Comment - "Speers" and the Near-Beer Revolution
The label that started it all
At the launch of an extension to Heineken's hugely successful Desperados brand two weeks ago, the brewer's UK management issued a brash come-on to rivals looking to challenge them in the so-called “spirit-beer” category. “You'd better be good,” they said.
As Heineken suggests, the new contender will have its work cut out, because the Dutch brewer's faith in Desperados is hardly misplaced. The Tequila-flavoured beverage in the UK holds two-thirds share of a spirit-beer category estimated by IRI to be worth GBP30m (US$50.2m). According to Heineken's own numbers, the Desperados brand has seen value sales increase by 70% in the past year, with the overall spirit beer category growing volume sales by 71% in the on-trade. The brewer said that, by 2016, the category is predicted to be worth GBP400m (US$6.7m).
Another advantage that Desperados holds over Cubanisto, as well as brands such as Cuvana and Dead Crow from SHS Drinks and Carlsberg's Skøll Tuborg, is an established name across Europe, earned since it was first rolled out in France more than a decade ago.

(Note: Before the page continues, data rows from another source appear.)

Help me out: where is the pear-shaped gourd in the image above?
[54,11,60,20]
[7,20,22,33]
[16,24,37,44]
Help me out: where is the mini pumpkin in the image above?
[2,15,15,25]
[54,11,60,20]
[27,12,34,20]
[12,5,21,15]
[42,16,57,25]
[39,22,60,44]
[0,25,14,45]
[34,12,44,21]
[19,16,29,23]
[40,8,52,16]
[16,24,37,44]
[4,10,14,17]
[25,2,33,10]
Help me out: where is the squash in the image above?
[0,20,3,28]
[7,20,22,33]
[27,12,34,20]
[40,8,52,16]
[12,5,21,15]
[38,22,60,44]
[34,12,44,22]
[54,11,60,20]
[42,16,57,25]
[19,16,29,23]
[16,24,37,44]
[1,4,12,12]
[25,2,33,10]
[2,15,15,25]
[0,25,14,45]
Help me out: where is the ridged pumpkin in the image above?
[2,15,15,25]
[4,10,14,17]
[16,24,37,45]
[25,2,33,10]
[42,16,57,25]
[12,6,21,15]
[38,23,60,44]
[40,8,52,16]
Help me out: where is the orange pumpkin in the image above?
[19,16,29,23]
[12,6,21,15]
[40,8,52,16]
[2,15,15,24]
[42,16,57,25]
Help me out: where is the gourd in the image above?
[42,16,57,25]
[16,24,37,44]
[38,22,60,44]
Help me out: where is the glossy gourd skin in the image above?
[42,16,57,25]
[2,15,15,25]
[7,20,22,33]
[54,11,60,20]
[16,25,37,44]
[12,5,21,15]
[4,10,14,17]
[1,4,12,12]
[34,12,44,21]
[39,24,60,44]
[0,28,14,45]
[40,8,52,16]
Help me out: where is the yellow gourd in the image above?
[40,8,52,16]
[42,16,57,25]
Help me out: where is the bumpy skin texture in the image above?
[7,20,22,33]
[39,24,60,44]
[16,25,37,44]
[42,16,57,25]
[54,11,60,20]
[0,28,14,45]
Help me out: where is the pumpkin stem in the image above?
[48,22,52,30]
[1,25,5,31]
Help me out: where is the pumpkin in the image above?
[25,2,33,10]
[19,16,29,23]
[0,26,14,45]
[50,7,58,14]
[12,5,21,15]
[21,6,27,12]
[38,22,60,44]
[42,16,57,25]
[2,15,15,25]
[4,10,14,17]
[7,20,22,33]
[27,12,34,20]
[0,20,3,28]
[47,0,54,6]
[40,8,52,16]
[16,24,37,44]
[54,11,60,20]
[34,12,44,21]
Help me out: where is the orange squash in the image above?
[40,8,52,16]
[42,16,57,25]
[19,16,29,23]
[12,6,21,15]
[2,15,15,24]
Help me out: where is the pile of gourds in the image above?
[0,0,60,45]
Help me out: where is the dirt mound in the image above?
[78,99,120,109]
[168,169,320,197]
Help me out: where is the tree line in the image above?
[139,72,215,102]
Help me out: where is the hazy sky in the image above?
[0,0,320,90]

In fact, Desperados' standing has meant it has set the ground rules of the spirit-beer category. The products are geared towards younger consumers and what the industry terms “high-energy occasions”. They also typically have a higher-end abv (Desperados is 5.9% abv), a fact that reflects the French market it was incubated in, where high abv beers are more common compared to the rest of Europe.
“That's one of the factors that consumers see as setting the spirit-beer category apart from other flavoured beers,” said Mark Hopper, head of innovation & brand development at SHS Drinks, and who has branded the category "speers". “Consumers are expecting it (the abv) to be higher.”
Another factor that links spirit-beer is, confusingly, that there are no spirits in it. Desperados is a malt beverage with Tequila flavourings, while Cubanisto is “rum-flavoured”. The question is, therefore, is this a category at all, or simply part of flavoured beer?
Hopper believes the consumer knows the difference.
“The spirit element is what motivates the consumers to go for the spirit beer,” he told just-drinks today. "When you talk to the consumer, they don't see these products as flavoured beer, they describe them as spirit beer because it is the spirit part that motivates them to buy. They see the value in that.”
According to Bernstein analyst Trevor Stirling, the motivation for producers is even clearer.
“There are much higher unit revenues on these products,” he told just-drinks. “Desperados is priced around 25% premium to Heineken, I believe, so it is a very profitable high-margin business.”
But, if Heineken feels secure in maintaining Desperados' market share in the face of the likes of Cubanisto, then it might be wise to look to the US, where A-B InBev is finding success with cocktail beer range Lime-a-Rita.
Similar to the spirit-beers of Europe, Lime-a-Rita and its flavour extensions have been propping up declines in parent brand Bud Light since it was launched two years ago. The extension is also bringing new drinkers into the beer category from spirits with its high 8% abv. According to A-B InBev, 50% of the incremental volumes coming in to the beer category are down to the Rita range.
Stirling believes these US-based brands, which also include Redd's Brewing Co's range of flavoured ales, are all playing in the “near-beer” zone.
“Redd's products are malt based but are clearly trying to play into the spirits territory,” he says. “You've got spirit-flavoured beers, which are still primarily beers, and then further on you have the Rita's, which are between the two.”
What links all of these products on both sides of the Atlantic is the younger demographic that drinks them. One question, then - and one which was asked at Heineken's Desperados launch two weeks ago - where do these consumers go when they become older? Do they remain loyal to these labels or move onto 'traditional' premium lagers such as brand Heineken or Stella Artois?
The short answer from Heineken's UK management is that it is still too early to tell. However, it is interesting to note that the Desperados extension that was being unveiled, Desperados Verde, was described as sweeter than the original. It also has a lower abv of just 4.7%.
It seems that, just as the spirit-beer category is getting more crowded, Desperados has changed the rules of its own game.